The physical data (elemental analysis, water content, X-Ray diffraction) of the levofloxacin hemihydrate obtained matches with the authentic samples of levofloxacin hemihydrate.

WE CLAIM:
1. A process for the purification of (S)-9-fluoro-3 -methyl- 10-(4-methyl-l -piperazinyl)-7-oxo-2,3-dihydro-7H-pyrido[l,2,3-di][l,4]-benzoxazine-6-carbxoylic acid hemihydrate of structural formula I as shown in accompanied; drawings, which comprises of (treating cnute levofloxacin with Organic solvent,, Water or mixtures thereof to produce pure levofloxacin hemihydrate .
2. The process of claim 1 wherein the reaction is carried out in the presence of a base.
3. The process of claim 1 wherein the reaction is carried out under heating conditions.
4. The process of claim 3 wherein the heating temperature ranges from about 50 to
52°C.
5. The process of claim 1 wherein organic solvent is selected from chlorinated hydrocarbons, hydrocarbons, esters or mixtures thereof.
6. The process of claim 5 wherein chlorinated hydrocarbons are selected from chloroform, dichloromethane, 1,2-dichloroethane or mixtures thereof.
7. The process of claim 6 wherein the said chlorinated hydrocarbon is dichloromethane.
8. The process of claim 5 wherein hydrocarbons are selected from hexanes, cyclohexanes, toluene or mixtures thereof.
9. The process of claim 5 wherein esters are selected from methyl acetate, ethyl acetate or mixtures thereof.
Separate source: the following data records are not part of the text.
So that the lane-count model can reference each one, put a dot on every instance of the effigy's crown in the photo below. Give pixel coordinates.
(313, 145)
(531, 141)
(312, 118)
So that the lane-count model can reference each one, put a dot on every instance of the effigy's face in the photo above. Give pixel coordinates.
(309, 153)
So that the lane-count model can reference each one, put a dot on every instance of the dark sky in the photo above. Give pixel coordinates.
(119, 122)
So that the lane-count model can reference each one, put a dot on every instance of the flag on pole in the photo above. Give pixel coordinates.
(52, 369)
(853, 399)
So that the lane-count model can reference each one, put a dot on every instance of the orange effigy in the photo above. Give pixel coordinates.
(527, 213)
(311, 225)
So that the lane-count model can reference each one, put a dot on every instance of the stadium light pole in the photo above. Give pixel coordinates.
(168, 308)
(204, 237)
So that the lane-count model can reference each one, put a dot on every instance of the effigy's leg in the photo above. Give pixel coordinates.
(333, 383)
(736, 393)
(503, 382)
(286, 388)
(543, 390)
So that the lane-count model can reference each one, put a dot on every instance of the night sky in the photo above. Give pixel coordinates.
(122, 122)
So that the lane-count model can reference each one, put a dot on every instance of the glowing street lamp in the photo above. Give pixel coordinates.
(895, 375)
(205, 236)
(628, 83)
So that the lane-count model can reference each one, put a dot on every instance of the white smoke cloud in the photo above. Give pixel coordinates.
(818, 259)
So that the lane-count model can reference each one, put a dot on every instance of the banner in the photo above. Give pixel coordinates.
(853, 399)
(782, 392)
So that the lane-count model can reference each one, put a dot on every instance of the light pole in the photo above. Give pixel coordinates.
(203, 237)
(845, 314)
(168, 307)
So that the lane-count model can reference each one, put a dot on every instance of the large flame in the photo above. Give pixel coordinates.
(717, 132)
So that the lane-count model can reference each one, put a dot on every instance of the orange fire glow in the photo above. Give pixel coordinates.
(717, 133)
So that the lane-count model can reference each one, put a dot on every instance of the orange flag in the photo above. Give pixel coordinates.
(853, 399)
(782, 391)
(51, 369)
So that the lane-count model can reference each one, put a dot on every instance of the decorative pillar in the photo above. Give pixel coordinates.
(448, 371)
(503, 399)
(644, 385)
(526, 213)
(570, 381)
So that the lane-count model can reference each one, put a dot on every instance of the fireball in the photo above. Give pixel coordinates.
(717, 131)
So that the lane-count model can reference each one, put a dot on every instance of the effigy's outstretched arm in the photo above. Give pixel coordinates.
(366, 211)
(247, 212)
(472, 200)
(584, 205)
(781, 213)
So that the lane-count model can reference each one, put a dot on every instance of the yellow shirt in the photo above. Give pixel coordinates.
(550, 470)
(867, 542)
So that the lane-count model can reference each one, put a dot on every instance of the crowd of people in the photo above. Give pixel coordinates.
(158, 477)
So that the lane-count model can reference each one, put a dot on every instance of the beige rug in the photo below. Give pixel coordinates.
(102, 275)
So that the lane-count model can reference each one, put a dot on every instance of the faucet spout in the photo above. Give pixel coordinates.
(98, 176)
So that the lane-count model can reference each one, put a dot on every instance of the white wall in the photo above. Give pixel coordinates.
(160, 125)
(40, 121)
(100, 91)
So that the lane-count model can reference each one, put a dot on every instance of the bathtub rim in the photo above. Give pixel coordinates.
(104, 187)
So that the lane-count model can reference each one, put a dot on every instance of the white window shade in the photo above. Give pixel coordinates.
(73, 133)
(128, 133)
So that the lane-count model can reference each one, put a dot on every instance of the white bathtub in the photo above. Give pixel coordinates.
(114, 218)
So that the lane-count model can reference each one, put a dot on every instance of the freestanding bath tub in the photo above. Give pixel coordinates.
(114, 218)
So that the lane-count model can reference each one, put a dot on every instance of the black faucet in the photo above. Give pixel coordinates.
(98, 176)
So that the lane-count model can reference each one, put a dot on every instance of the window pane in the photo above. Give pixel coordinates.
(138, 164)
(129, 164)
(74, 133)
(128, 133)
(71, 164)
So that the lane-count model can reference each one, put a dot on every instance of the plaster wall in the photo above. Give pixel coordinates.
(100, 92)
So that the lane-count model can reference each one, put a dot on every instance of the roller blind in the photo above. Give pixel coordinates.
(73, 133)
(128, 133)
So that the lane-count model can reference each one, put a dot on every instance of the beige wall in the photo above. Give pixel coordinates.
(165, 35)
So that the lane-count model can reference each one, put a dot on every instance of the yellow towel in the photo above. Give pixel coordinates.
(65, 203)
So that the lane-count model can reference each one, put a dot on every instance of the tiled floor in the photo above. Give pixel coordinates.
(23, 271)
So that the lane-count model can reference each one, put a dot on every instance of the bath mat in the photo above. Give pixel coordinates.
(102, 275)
10. The process of claim 9 wherein the said ester is ethyl acetate.
11. The process of claim 3 further comprises of cooling the reaction mixture after the said reaction is completed.
12. The process of claim 11 wherein the cooling temperature ranges from about 30-35°C. -
13. The process of claim 12 further comprises washing the obtained residue with organic solvent followed by its recovery.
14. The process of claim 13 wherein the said organic solvent is dichloromethane.
15. The process of claim 12 further comprises of adding water after complete recovery of dichloromethane, to obtain the slurry containing pure levofloxacin hemihydrate crystals.
16. The process of claim 15 further comprises of filtering the above slurry containing levofloxacin hemihydrate followed by washing with ethyl acetate.
17. The process for the preparation of pure (S)-9-fluoro-3-methyl-10-(4-methyl-l-piperazinyl)-7-oxo-2,3-dihydro-7H-pyrido[l,2,3-di][l,4]-benzoxazine-6-carbxoylic acid hemihydrate of structural formula I as shown in accompanied drawings, substantially as herein described and exemplified by the examples.